Ecolo espère, à l’occasion de cette élection, retrouver du souffle et un élan positif après une période chaotique et dans un contexte qui n’apparait pas favorable aux préoccupations environnementales. Aux élections de juin 2024, Ecolo faisait partie des perdants. Avec trois sièges seulement à la Chambre, 10 de moins que 5 ans plus tôt, c’était même la dégringolade. Si Rajae Maouane est bien élue à Bruxelles, son co-président Jean-Marc Nollet ne parvient quant à lui pas à garder son siège de député (en circonscription du Hainaut). Dès le lendemain des élections, le duo annonce quitter la présidence. “Nous n’avons pas pu convaincre”, reconnait un Jean-Marc Nollet lucide, qui regrette globalement une “dégradation” du débat public, au détriment de ceux qui portent un discours “complexe”.

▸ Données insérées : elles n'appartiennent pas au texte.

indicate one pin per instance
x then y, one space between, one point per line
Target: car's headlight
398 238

Dès l’été 2024, Marie Lecocq et Samuel Cogolati reprennent le flambeau. Ce duo est alors préféré par les militants à celui formé par Gilles Vanden Burre et Marie-Colline Leroy, déjà candidat à l’époque. Mais le mandat des coprésidents sera marqué, après un peu plus d’un an, par des tensions entre les deux personnalités et une divergence tenace dans leur vision de la manière de replacer l’écologie populaire au centre du jeu. En novembre, ils jettent l’éponge. Depuis, c’est un quintet de chefs de groupe qui assume une présidence collégiale du parti, de manière temporaire.
Marie-Colline Leroy et Gilles Vanden Burre forment un duo d’expérience: l’une a été secrétaire d’Etat dans le gouvernement De Croo, l’autre a été député fédéral pendant près de 10 ans et chef de groupe sous la législature précédente. Ils souhaitent un projet “qui rassemble en interne”, ont-ils déjà exposé, tout en osant la “riposte” sur le plan externe, sans éviter la “bataille culturelle”.